Корабль плыл уже в открытом море, но нигде не было видно ни одного паруса.
– Парус вдали! – вдруг закричал дозорный.
– Наши! – обрадовался Кашкин.
– Погоди, дед, радоваться: может, татары, – заметил Никитин, пристально вглядываясь в зеленоватую даль.
На всякий случай посол приказал приготовиться к бою. Но скоро увидели, что это русская ладья. Никитин и Кашкин хотели было отправиться к своим, но Асан-беку не терпелось самому узнать новости. Он послал к ладье душегубку, и скоро на корабль прибыли Юша, Артем Вязьмитин и самаркандский купец Али-Меджид.
Они были босые, в порванной одежде. На лице у Артема виднелись страшные кровоподтеки и синяки. Голова его была обвязана грязной тряпкой.

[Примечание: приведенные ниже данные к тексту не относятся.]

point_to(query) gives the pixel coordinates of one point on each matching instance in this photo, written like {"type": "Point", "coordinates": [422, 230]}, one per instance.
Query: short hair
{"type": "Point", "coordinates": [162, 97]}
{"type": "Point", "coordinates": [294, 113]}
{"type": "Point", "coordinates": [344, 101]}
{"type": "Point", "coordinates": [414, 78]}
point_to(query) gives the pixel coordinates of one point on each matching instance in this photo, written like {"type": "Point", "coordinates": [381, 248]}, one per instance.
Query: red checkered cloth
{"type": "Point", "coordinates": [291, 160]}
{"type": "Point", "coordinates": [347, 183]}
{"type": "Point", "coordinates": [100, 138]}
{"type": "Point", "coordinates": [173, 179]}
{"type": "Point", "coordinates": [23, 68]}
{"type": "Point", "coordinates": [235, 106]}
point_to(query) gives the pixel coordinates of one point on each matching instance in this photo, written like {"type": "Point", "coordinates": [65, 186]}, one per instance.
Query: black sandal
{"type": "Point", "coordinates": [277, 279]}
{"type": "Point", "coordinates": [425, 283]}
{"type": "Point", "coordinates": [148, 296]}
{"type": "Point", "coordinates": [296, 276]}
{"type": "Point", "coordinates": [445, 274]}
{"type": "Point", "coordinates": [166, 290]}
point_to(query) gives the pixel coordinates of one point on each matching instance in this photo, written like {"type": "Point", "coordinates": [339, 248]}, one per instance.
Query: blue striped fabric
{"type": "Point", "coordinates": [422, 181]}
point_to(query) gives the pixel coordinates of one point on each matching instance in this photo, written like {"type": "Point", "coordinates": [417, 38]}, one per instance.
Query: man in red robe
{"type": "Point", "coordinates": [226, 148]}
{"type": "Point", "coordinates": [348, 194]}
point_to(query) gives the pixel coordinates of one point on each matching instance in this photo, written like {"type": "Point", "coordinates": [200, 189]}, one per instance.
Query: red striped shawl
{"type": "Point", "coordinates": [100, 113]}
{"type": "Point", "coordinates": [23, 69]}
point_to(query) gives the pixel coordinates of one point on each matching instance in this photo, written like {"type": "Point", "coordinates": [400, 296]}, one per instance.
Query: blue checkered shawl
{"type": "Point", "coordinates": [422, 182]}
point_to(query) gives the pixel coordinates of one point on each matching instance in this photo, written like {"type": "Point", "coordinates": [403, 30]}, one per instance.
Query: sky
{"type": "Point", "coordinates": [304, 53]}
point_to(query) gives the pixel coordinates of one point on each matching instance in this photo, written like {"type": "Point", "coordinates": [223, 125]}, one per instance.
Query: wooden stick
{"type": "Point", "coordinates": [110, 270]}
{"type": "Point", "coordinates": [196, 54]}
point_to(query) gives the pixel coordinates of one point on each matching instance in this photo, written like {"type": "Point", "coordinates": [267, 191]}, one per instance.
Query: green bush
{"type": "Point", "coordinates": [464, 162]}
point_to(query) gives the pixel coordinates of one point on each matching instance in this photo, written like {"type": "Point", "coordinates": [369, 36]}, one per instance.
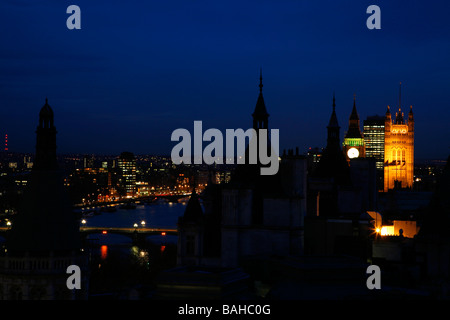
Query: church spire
{"type": "Point", "coordinates": [45, 140]}
{"type": "Point", "coordinates": [260, 115]}
{"type": "Point", "coordinates": [260, 80]}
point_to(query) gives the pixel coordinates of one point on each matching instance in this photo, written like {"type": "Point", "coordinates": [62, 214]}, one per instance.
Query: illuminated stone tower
{"type": "Point", "coordinates": [353, 145]}
{"type": "Point", "coordinates": [398, 150]}
{"type": "Point", "coordinates": [44, 240]}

– Всё взяли, всё пограбили, окаянные! – торопливо заговорил Юша. Губы его дрожали.
Афанасий опустился на скамью и закрыл лицо руками.
– Говори, как было, – прошептал он.
– Как начали стрелять, – стал рассказывать Юша, – наши отстреливаться стали и на весла налегли, да разошлись с вами. Ваш корабль да большая ладья прямо пошли, а мы влево подались и застряли на язу[27]. Тут набежали татары и всё пограбили, а нас повязали да на берег стащили. Там день и ночь пролежали мы. А на другое утро, смотрим, тянут к язу большую ладью. Все добро из нее вытащили, а нас туда посадили и велели уходить. А на меньшей они сами вверх поплыли. Увезли на ней и товары, и четырех товарищей: Ждана Ряцева, Федю Сидельникова, Серегу Крапивина да Ерему Малинина.